Coire

Lieux

Eglise Saint-Martin

L’église Saint-Martin a été reconstruite en 1491 dans le style gothique. En 1523, le Conseil de la ville fait appel à Johannes Comander, de Maienfeld, pour le service de l’église. Il y célèbre pour la première fois, en 1525 probablement, la Cène selon le rite protestant. Après la promulgation des « articles d’Ilanz » en 1526, et au plus tard dès l’année suivante, la Réforme est établie dans toute la ville de Coire, à l’exception du quartier épiscopal. On enlève de l’église les autels, les ornements, les vêtements et les bannières liturgiques. Le maître-autel restera encore jusqu’en 1529. Les très belles stalles sont demeurées intactes.
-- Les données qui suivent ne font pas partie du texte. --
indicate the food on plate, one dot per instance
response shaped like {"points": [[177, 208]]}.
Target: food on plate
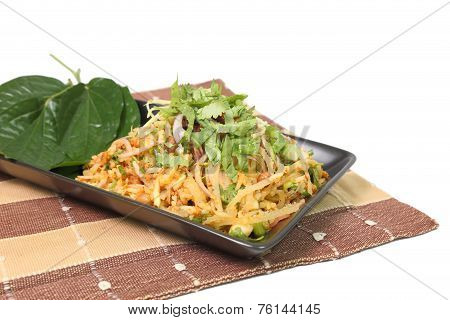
{"points": [[209, 158]]}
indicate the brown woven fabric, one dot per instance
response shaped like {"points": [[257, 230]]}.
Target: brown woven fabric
{"points": [[53, 247]]}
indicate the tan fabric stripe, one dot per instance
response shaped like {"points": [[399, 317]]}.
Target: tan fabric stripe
{"points": [[4, 176], [151, 274], [32, 216], [45, 249], [37, 253], [15, 190], [350, 190]]}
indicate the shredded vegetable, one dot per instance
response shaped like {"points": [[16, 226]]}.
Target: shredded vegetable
{"points": [[210, 159]]}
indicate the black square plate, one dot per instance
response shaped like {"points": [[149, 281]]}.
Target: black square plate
{"points": [[336, 163]]}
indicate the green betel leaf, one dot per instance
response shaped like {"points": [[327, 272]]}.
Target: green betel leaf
{"points": [[21, 102], [87, 119], [48, 124], [37, 144]]}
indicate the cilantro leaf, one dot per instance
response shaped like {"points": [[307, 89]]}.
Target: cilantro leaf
{"points": [[212, 110], [212, 149], [276, 139], [169, 160]]}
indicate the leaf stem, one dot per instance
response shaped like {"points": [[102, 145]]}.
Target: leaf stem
{"points": [[76, 74]]}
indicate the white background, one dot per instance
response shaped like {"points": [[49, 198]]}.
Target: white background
{"points": [[391, 110]]}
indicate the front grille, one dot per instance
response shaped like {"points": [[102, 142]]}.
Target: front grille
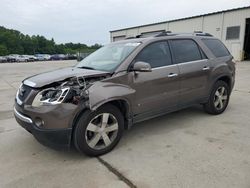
{"points": [[23, 92]]}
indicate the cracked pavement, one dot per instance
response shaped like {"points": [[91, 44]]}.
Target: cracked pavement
{"points": [[188, 148]]}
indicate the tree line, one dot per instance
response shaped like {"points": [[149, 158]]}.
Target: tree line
{"points": [[14, 42]]}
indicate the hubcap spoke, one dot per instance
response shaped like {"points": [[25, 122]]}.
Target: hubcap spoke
{"points": [[111, 128], [224, 97], [217, 93], [105, 118], [93, 128], [221, 104], [216, 103], [101, 131], [222, 91], [106, 139], [95, 140]]}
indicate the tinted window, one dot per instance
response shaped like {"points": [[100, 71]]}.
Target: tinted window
{"points": [[156, 54], [185, 50], [216, 47]]}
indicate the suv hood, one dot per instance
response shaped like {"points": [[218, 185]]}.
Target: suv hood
{"points": [[47, 78]]}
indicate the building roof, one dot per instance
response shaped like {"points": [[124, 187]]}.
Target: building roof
{"points": [[228, 10]]}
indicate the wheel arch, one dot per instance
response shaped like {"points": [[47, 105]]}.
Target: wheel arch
{"points": [[123, 105]]}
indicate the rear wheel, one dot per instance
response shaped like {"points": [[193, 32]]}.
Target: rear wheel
{"points": [[98, 132], [218, 99]]}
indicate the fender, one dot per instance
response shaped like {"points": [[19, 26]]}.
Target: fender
{"points": [[103, 92]]}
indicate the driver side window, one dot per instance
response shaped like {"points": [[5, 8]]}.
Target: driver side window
{"points": [[156, 54]]}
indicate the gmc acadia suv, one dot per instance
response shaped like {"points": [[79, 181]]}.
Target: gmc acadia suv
{"points": [[90, 104]]}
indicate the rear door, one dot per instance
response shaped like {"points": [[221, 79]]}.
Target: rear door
{"points": [[157, 90], [194, 70]]}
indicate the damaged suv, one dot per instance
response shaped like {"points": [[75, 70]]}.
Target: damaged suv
{"points": [[89, 105]]}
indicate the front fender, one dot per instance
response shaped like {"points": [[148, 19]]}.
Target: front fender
{"points": [[103, 92]]}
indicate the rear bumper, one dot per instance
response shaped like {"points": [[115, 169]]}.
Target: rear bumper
{"points": [[54, 138]]}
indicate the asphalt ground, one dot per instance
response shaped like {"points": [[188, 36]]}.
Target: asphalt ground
{"points": [[188, 148]]}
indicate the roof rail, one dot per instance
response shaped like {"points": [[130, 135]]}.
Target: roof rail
{"points": [[169, 33], [134, 37], [164, 33], [200, 33]]}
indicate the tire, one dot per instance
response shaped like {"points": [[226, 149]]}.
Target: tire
{"points": [[218, 99], [93, 135]]}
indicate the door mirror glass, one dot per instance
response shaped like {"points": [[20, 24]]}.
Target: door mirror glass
{"points": [[141, 66]]}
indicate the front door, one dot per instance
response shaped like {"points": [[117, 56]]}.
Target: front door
{"points": [[194, 70], [158, 90]]}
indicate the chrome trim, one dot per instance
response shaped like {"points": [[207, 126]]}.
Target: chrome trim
{"points": [[175, 64], [18, 100], [29, 83], [22, 117], [162, 67], [196, 61], [172, 75], [205, 68]]}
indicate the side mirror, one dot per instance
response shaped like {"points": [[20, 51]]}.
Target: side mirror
{"points": [[141, 67]]}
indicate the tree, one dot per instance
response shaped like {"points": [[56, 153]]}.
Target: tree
{"points": [[3, 50], [14, 42]]}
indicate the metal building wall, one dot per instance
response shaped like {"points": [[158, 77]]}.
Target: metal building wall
{"points": [[215, 24]]}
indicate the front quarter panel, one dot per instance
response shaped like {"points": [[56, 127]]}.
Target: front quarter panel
{"points": [[103, 92]]}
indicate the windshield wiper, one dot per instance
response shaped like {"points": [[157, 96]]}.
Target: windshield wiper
{"points": [[85, 67]]}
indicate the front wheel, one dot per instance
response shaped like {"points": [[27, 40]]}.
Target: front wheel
{"points": [[218, 99], [98, 132]]}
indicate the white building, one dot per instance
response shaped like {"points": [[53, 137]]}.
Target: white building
{"points": [[232, 27]]}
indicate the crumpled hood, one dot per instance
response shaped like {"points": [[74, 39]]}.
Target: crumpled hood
{"points": [[46, 78]]}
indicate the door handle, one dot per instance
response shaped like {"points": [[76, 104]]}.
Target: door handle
{"points": [[171, 75], [205, 68]]}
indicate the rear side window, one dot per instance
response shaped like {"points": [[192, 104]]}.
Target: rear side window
{"points": [[185, 50], [156, 54], [216, 47]]}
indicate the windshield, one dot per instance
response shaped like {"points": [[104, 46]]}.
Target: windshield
{"points": [[108, 57]]}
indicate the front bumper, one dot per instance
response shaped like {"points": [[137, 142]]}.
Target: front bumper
{"points": [[55, 138]]}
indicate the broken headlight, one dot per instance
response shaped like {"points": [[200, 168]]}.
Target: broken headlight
{"points": [[50, 96]]}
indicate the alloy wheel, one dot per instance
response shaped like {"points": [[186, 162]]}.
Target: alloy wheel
{"points": [[101, 131], [220, 98]]}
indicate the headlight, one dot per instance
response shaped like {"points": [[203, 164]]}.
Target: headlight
{"points": [[50, 96]]}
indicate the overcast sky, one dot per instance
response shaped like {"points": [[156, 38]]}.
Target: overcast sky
{"points": [[89, 21]]}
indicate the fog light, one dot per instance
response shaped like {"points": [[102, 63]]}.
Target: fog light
{"points": [[39, 122]]}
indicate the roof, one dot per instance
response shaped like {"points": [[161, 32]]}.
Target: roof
{"points": [[208, 14]]}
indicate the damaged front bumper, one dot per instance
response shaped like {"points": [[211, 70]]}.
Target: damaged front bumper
{"points": [[56, 138]]}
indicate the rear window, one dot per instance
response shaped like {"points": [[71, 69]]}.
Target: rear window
{"points": [[216, 47], [185, 50]]}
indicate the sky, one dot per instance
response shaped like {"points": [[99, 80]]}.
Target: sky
{"points": [[89, 21]]}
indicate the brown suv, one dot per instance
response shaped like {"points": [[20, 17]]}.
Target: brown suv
{"points": [[89, 105]]}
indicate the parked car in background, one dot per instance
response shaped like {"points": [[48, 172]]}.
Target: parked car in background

A gauche de l’église passe la Comandergasse, où Johannes Comander avait son domicile. Au 12 de la Kirchgasse se trouvait l’« Antistitium », résidence du premier pasteur de la ville, et qui est aujourd’hui encore la cure du pasteur de Saint-Martin. Dans la maison voisine, l’actuelle salle de réunion est ornée de scènes peintes datant de 1600 environ, qui lui ont donné son nom : la « salle des Lièvres » (« Hasenstube »). Le motif principal représente en effet un « monde inversé », cher aux artistes de la Renaissance, où dix lièvres emmènent en un cortège triomphal un chasseur et ses chiens.

Eglise Sainte-Régula

La première église du IXe siècle a été reconstruite dans le style gothique avant 1500. Les peintures murales de 1504 ont été recouvertes après la Réforme, puis dégagées en 1968 seulement. En 1526, le curé Johann Brunner, fermement attaché à Rome, est destitué. Johannes Blasius, probablement originaire du Val Müstair, auteur avec Comander du catéchisme grison (1538), y est pasteur de 1530 à sa mort en 1550. Il a pour successeur Philipp Gallicius, lui aussi originaire du Val Müstair, auteur de la Confession Rhétique (1552/1553).

Couvent de Saint-Nicolas

En 1526, les couvents des Trois-Ligues sont placés sous la surveillance des autorités politiques. Le couvent de dominicains de Saint-Nicolas, dissous en 1538, fait place en 1538/1539 à une école latine, ancêtre de l’école cantonale. De 1539 à 1542, un des maîtres de l’école est Simon Lemnius, savant humaniste et bouillant polémiste, originaire du Val Müstair, auteur notamment d’une épopée sur les Grisons dans la Guerre de Souabe (« Raeteis ») et d’élégies amoureuses. En 1544, Comander parvient à empêcher son retour et à faire nommer à sa place le Zurichois Johannes Pontisella (†1574). Mais en 1545, l’intervention de Johannes Travers permet à Lemnius de recouvrer son poste à l’école Saint-Nicolas.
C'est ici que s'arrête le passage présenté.